Co-star Roy Scheider calls this the standard to which the genre is held, and I think I agree with him. Three decades later, The French Connection still works. (Note: It’s not for everyone, though: Doyle uses just about every possible racial epithet I know, there’s a brief flash of female nudity — not counting the deleted bondage-whipping scene — and the whole thing is rather violent and bloody in places.)

Nationals Home Opener

So last night was the Washington Nationals’ Home Opener at RFK, and we won against the Arizona Diamondbacks, 5-3. Great pitching from Livan Hernandez, despite giving that three-run homer to Chad Tracey in the ninth. (Good batting, Arizona.) That ninth inning was close: they could have pushed us into a tenth or eleventh if they’d gotten a double play, but Chad Cordero pushed Tony Clark to a center field flyout — easy catch, on-time win, no need for Metro overtime.

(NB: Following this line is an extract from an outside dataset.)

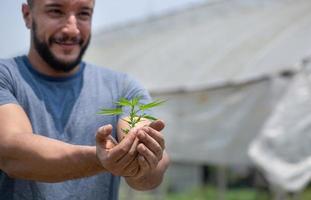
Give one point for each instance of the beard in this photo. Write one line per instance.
(47, 55)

And President Bush’s pitching? Pretty high; you can tell he didn’t want it to bounce. He walked into the Nationals’ clubhouse afterward to greet the team, and gave a special greeting to Joey Eischen: “Eischen, right?”

“He remembered trading me,” Eischen said, his eyes wide. “That was pretty cool. “I was some Single-A punk he got rid of to get a major-league pitcher. It was gratifying.”

Heh, Bush also visited the Diamondbacks’ clubhouse and wished them “Good luck.”